KEY STEPS IN DEVELOPMENT OF THE CONCEPT OF A METAMORPHIC CORE COMPLEX: A VIEW FROM THE “ARIZONA SCHOOL” OF THOUGHT


REYNOLDS, Stephen J., Dept. of Geological Sciences, Arizona State University, Tempe, AZ 85287-1404, sreynolds@asu.edu

Development of the conceptual entity known as a metamorphic core complex arose in the 1970's as geologists working in different parts of the North American Cordillera realized that certain, dome-shaped mountains shared a similar assemblage of rocks and structures. Peter Coney first recognized these mountains ranges as something special and applied the core-complex term to the many similar mountain ranges discovered from Canada to Mexico.

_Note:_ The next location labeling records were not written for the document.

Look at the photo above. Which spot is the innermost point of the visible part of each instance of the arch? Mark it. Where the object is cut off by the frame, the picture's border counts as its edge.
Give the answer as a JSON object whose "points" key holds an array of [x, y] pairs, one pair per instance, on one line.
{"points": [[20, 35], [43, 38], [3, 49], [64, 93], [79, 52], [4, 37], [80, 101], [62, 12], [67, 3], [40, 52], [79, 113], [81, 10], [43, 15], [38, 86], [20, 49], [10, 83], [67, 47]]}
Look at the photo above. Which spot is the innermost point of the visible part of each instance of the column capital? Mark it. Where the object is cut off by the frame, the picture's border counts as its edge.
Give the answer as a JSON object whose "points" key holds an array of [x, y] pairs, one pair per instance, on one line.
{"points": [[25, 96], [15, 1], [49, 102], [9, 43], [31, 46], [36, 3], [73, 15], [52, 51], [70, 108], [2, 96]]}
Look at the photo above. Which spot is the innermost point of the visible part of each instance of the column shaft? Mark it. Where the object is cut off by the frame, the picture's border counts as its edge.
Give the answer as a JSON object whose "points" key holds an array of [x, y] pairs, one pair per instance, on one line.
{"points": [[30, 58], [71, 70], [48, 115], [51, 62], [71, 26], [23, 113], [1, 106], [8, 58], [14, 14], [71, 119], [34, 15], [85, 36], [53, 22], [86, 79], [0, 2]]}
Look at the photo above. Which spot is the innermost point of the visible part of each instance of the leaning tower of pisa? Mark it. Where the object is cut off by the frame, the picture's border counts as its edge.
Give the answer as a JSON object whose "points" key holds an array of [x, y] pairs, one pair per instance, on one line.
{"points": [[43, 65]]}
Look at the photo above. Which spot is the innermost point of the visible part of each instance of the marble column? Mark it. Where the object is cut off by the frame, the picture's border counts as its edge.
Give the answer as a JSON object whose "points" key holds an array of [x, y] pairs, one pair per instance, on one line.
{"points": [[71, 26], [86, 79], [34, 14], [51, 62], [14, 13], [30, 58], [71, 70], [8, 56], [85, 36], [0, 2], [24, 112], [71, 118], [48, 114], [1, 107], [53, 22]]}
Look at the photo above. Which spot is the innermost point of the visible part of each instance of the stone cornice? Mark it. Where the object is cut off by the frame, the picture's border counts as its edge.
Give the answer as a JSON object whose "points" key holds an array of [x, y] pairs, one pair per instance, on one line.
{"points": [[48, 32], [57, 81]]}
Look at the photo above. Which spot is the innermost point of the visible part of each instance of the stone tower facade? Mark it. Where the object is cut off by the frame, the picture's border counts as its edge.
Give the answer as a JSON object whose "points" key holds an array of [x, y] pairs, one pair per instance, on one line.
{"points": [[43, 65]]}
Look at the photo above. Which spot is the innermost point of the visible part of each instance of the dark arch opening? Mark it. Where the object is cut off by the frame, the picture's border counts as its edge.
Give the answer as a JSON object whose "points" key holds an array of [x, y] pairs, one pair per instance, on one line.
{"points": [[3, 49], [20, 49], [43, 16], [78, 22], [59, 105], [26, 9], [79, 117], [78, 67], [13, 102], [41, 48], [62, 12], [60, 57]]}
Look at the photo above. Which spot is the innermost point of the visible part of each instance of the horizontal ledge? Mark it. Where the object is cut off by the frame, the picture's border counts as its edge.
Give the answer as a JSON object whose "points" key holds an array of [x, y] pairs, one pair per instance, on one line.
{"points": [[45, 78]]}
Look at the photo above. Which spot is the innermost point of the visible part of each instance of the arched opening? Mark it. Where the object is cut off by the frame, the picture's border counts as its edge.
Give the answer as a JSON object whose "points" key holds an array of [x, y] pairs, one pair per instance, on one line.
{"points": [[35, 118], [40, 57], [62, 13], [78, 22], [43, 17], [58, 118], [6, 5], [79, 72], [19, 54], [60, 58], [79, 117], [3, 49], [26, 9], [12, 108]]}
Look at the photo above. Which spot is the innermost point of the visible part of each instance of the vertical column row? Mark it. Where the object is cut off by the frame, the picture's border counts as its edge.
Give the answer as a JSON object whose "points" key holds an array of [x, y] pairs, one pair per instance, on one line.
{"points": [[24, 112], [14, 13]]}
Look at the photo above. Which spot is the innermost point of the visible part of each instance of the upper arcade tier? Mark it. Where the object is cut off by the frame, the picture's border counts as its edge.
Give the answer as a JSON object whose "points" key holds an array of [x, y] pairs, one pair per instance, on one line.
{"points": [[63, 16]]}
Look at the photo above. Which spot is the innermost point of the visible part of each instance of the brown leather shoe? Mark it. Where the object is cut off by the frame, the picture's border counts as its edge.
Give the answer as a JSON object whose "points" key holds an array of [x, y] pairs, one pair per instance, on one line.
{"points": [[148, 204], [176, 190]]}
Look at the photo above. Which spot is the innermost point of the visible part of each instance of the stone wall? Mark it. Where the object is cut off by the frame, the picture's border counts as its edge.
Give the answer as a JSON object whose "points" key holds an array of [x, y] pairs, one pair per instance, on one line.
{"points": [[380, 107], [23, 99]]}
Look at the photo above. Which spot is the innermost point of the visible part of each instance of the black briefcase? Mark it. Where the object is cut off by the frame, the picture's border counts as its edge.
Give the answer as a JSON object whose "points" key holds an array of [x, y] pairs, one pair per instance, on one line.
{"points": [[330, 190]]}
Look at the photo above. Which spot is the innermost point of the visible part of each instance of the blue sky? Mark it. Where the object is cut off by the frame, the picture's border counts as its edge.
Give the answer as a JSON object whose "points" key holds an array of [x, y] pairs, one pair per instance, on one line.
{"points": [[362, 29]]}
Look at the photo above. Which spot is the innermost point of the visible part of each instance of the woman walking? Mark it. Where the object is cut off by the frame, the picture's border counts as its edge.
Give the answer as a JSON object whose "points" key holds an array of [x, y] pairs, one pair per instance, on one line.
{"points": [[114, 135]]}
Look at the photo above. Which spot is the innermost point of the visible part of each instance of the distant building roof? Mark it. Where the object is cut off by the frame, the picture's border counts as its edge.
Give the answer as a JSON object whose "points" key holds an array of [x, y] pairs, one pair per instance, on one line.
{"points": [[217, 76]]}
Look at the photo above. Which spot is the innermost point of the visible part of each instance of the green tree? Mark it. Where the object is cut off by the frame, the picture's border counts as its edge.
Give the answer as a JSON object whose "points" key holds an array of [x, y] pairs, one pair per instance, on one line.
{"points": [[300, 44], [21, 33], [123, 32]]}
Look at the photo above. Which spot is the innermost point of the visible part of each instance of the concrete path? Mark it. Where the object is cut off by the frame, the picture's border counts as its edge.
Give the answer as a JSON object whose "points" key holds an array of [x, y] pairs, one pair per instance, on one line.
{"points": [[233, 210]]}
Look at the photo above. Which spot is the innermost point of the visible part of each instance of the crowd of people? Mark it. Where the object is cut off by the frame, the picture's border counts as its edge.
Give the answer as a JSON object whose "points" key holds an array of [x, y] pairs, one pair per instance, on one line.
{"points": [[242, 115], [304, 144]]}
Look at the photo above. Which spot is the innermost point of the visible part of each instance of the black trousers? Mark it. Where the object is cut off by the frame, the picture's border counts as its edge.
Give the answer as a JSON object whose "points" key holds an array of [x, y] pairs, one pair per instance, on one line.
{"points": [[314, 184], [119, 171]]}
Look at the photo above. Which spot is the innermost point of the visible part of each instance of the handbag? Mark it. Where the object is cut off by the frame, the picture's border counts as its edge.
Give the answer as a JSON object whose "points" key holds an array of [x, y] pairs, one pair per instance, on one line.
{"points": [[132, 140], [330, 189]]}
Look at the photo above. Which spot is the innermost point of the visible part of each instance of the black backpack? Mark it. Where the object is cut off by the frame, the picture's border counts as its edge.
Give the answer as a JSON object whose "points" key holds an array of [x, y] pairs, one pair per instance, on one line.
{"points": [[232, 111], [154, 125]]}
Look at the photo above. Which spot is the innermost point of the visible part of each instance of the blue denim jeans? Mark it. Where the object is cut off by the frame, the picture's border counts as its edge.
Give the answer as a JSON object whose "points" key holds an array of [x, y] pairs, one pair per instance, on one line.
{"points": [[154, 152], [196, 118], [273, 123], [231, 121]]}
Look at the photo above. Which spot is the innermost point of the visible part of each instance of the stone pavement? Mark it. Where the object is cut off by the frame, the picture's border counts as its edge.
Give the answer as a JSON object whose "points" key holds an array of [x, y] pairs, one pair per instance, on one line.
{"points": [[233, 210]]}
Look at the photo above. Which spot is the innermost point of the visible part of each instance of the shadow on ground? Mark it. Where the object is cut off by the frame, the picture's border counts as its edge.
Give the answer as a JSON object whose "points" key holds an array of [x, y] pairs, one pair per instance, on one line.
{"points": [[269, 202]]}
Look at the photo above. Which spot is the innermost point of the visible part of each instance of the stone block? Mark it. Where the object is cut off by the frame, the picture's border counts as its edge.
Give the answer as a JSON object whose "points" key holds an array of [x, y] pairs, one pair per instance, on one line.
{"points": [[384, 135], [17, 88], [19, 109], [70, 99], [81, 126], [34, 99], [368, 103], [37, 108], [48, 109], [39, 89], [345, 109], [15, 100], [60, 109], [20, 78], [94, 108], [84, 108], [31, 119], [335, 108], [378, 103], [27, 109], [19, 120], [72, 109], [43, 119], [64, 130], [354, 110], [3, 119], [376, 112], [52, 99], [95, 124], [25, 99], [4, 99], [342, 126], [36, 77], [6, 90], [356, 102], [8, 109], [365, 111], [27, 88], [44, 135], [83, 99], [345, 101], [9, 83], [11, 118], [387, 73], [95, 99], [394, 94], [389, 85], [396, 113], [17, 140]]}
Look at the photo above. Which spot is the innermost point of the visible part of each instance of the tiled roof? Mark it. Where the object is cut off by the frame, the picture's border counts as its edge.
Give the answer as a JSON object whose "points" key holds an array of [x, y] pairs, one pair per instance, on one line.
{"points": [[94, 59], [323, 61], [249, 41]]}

His interest in these mountains had been kindled by students of Peter Misch and by Richard Armstrong, who documented some unusually metamorphosed Paleozoic rocks in eastern Nevada. On a field trip to the Catalina and Rincon Mountains of southern Arizona, Peter (Coney) was immediately impressed by how similar the exposed rocks and structures were to those in eastern Nevada. Together with George Davis and others at the University of Arizona, Peter developed the idea that all these mountains represented a new kind of structural feature. Work by Tom Anderson in Mexico, Rehrig and Reynolds in Arizona and the Pacific Northwest, Greg Davis and his students in California, and Peter's Canadian colleagues greatly increased the number of known core complexes.

A key step was determining that mylonitic fabrics and uplift of the ranges were mid-Tertiary, not older. These mid-Tertiary ages came, in rapid succession, from the South Mountains and Catalina Mountains of Arizona and the Raft River – Grouse Creek mountains of northern Utah. Holdouts for older ages for the mylonites gradually acquiesced as U-Pb dates accumulated. The next step was in constraining the kinematic significance of the characteristic core-complex mylonites and associated brittle detachment fault. George Davis and his students documented that the mylonitic deformation was formed by stretching parallel to the lineation, as opposed to thrusting (the prevailing view). The next breakthrough came on a GSA Penrose field trip to the Palm Springs area, where within 30 seconds of exiting the buses at the first stop, Gordon Lister, Carol Simpson, and their European colleagues stunned the Cordilleran crowd, literally, by being able to interpret the sense of shear in the mylonitic rocks. In the field! Quickly! This led to documentation of a normal-sense shear for the mylonites, which could be tied to extreme upper-plate extension documented in Nevada by John Proffitt and by Ernie Anderson.